A second major observation is clear from the regression analyses. When the diagnosis of definite SH and the NAS were analyzed together in relation to clinical features known to be associated with NAFLD, the diagnosis of SH was a stronger predictor of metabolic abnormalities than the score. This further emphasizes the point that the recognition of the histologic pattern of SH cannot be replaced by a numerical score based on the presence and severity of certain features. On the other hand, the NAS is highly correlated with aminotransferase levels, commonly assumed to be markers of liver disease severity.
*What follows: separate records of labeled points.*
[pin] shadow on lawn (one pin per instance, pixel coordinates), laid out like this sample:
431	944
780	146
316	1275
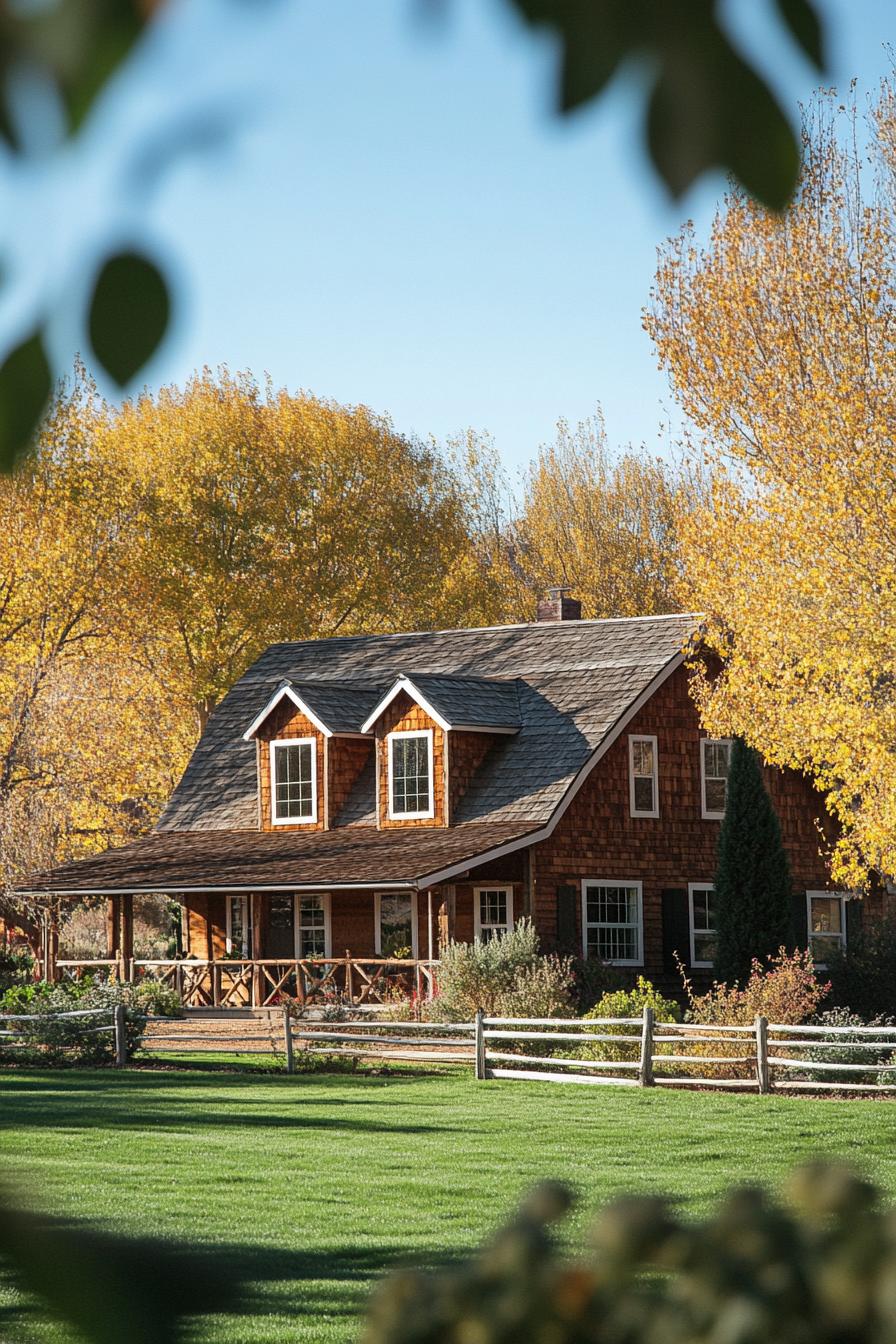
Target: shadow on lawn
135	1100
168	1284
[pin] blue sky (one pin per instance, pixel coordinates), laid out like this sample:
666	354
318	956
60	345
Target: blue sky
403	221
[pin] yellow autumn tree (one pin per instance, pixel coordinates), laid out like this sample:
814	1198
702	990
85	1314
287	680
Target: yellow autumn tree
603	523
778	338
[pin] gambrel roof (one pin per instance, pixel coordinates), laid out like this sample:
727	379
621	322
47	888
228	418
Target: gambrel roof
555	695
571	682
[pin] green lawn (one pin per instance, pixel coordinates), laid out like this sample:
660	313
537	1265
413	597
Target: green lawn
308	1188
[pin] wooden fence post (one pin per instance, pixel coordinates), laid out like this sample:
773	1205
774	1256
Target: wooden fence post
480	1046
645	1073
288	1040
763	1074
121	1040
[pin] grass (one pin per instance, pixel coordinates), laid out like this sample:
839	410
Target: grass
309	1188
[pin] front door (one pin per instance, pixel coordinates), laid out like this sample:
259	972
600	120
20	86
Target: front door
281	928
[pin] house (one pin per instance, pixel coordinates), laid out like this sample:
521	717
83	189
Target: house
357	801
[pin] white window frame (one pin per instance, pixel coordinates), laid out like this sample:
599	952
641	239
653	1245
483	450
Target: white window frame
243	953
633	809
324	897
477	914
613	882
833	937
378	930
704	812
273	747
430	738
692	887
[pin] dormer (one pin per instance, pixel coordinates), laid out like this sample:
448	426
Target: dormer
431	735
310	750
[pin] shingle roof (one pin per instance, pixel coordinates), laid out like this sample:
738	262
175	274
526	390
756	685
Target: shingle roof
183	860
572	680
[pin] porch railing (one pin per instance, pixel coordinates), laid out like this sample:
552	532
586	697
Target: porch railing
246	983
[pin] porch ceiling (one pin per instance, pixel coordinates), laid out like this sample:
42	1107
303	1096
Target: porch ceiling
251	860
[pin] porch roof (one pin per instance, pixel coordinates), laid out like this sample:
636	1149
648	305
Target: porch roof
258	860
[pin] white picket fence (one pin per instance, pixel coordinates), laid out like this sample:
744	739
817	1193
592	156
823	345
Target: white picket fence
684	1054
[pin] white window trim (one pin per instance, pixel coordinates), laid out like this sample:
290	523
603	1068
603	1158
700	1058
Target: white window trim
273	747
410	816
297	914
692	887
477	913
633	809
833	937
704	811
378	932
229	941
613	882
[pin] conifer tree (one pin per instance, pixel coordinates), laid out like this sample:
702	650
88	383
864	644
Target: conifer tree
754	911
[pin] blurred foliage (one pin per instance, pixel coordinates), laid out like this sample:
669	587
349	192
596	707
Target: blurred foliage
818	1266
707	108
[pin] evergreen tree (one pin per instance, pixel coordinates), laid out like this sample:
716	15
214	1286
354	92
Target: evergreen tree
754	894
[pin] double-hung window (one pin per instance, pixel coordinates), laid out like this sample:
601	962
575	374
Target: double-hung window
644	794
492	911
826	913
701	901
715	758
410	774
611	921
239	930
313	926
293	781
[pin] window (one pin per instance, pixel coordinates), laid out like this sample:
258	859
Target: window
239	928
396	925
826	924
715	757
313	926
293	780
410	774
703	924
492	911
611	921
644	793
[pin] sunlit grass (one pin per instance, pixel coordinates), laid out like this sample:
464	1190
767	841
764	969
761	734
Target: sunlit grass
308	1188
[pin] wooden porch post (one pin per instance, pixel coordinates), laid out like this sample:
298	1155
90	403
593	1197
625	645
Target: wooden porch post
113	928
258	984
126	936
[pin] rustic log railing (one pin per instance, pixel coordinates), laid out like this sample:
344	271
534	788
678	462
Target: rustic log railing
261	983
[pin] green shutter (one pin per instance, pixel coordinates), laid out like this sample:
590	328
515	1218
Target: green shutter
676	929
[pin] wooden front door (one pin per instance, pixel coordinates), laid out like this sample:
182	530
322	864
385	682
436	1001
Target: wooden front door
281	928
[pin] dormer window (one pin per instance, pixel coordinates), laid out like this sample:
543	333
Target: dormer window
410	774
293	781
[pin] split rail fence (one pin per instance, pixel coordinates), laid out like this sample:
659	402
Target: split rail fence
606	1051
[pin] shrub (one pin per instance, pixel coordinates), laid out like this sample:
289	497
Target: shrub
786	989
818	1265
628	1003
505	976
863	975
754	914
16	968
53	1040
859	1055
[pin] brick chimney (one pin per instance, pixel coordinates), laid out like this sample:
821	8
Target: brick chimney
559	606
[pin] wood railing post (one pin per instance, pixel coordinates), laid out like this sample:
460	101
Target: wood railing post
121	1039
763	1074
480	1046
645	1073
288	1040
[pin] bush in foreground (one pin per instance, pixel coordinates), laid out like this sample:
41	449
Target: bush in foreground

The NAS was created in the same way and for the same reasons that other systems for “scoring” histologic lesions in liver disease were: by an individual or a group of focused liver pathologists evaluating the lesions of significance for the specific disease process (SH or chronic hepatitis) and assigning relative, graduated values to represent severity. None of these systems was developed to replace a diagnostic determination of the disease; that process is the result of assessing a combination of the features (lesions) and their pattern(s). Scoring systems for chronic hepatitis, such as Knodell, METAVIR, Scheuer, and Ishak, were developed for semiquantitative evaluation of liver histology for clinical trials (reviewed6). On the other hand, the histopathologic diagnosis of a disease process derives from several pieces of visual information ultimately integrated to formulate either a diagnosis or a differential diagnosis. This information includes the parenchymal location(s), alterations of surrounding cell compartments, and types of tissue responses (inflammatory cell types, presence and location of fibrosis, cell necrosis or apoptosis, etc). Also included in those “pieces” of information in liver biopsy evaluation are the relationships of the vascular structures within the parenchyma to one another, the amount and types of inflammation, the location of each of the lesions being assessed, the presence and relative abnormalities of the parenchymal components' cellular types. The lesions themselves are important individually, as they relate to each other and to other features of parenchymal alterations, and thus as part of the composite. Thus, pathologists utilize multiple inputs to formulate a final diagnosis, a process more complex than the simple addition of any one type or types of lesions to derive a “score.” Although the qualitative recognition of a pattern of injury may at first seem to be less precise and more subjective than a numerical score, our regression analysis indicated that it is a powerful result. Scores, on the other hand, are quite useful in comparative analyses, such as interventional studies, for objective measures of change of specific lesions. The exercises of diagnosis and scoring, while leading to interrelated results, are thus distinct and separate, and, when done properly, serve distinct, separate, and important purposes.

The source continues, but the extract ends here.